Macrophages regulate the progression of osteoarthritis.

OA is now well accepted as a low-grade inflammatory disease affecting the whole joint. In addition to mechanical loading, inflammation (particularly synovitis), contributes significantly to OA. Synovial macrophages act as immune cells and are of critical importance in the symptomology and structural progression of OA. Activated macrophages are regulated by mTOR, NF-κB, JNK, PI3K/Akt and other signaling pathways, and are polarized into either M1 or M2 subtypes in OA synovial tissues, synovial fluid, and peripheral blood. The activation state and the M1/M2 ratio is highly associated with OA severity.

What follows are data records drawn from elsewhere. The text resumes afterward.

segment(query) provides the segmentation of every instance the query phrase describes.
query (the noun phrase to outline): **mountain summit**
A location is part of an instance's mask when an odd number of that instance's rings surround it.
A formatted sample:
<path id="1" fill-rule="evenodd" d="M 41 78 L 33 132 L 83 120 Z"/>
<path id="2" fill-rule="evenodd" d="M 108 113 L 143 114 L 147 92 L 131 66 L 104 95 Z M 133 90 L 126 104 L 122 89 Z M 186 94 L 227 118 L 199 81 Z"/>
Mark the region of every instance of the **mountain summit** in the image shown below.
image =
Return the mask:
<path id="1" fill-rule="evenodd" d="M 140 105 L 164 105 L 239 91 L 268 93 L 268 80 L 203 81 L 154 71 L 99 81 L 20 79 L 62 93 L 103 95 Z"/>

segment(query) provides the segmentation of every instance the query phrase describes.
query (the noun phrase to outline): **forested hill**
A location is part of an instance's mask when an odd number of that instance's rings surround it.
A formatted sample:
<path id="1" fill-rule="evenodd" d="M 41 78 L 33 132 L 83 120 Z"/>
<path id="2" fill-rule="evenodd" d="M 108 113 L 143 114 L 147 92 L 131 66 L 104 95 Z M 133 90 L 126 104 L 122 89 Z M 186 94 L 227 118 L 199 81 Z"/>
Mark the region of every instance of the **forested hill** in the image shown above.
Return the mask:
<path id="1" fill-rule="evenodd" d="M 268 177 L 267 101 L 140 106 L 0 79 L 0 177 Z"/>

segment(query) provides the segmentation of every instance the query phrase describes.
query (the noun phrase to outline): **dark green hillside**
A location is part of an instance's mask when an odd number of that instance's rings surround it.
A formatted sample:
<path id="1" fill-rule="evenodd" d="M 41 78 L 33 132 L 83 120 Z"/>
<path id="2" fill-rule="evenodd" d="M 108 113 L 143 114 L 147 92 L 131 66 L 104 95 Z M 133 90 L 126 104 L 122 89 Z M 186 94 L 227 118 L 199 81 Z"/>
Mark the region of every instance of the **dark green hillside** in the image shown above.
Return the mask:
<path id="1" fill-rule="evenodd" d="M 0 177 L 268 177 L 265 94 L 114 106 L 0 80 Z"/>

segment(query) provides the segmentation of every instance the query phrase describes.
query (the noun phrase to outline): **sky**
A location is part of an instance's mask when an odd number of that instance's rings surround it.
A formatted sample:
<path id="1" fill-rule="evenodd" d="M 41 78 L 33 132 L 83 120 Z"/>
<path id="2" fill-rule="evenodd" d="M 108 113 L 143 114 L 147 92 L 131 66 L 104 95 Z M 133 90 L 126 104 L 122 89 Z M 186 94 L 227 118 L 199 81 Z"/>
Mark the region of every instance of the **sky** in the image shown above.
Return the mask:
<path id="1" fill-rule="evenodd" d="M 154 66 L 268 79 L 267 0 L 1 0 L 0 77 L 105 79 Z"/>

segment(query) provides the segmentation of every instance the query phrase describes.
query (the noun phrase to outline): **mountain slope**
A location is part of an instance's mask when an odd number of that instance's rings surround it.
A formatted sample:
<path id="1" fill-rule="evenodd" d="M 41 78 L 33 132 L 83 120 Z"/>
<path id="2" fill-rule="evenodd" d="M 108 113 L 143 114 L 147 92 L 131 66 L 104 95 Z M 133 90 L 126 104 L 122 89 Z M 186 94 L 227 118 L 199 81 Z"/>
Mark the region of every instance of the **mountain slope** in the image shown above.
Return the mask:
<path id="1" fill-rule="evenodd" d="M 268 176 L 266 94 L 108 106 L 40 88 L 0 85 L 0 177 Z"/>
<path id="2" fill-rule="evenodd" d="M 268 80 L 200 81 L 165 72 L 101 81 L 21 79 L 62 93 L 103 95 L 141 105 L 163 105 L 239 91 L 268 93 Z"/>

Aside from autocrine interactions, paracrine interactions between macrophages and chondrocytes play a vital role in the initiation and development of OA by secreting inflammatory cytokines, growth factors, matrix metalloproteinases (MMPs) and tissue inhibitor of metalloproteinases (TIMPs), which lead to subsequent cartilage degradation and destruction. Treatments targeting synovial macrophages relieve pain, and protect from synovitis, cartilage damage, and osteophyte formation during OA development. Macrophage reprogramming of transformation from the M1 to M2 subtype, more than a decrease in the quantity of activated macrophages, appears to be an effective treatment option for OA. This review provides a broad understanding of the contributions of polarized macrophages to joint health and disease. Multifunctional agents with immunomodulatory effects on macrophage reprogramming can skew the inflammatory microenvironment towards a pro-chondrogenic atmosphere, and are thus, potential therapeutic options for the treatment of OA and other immune diseases.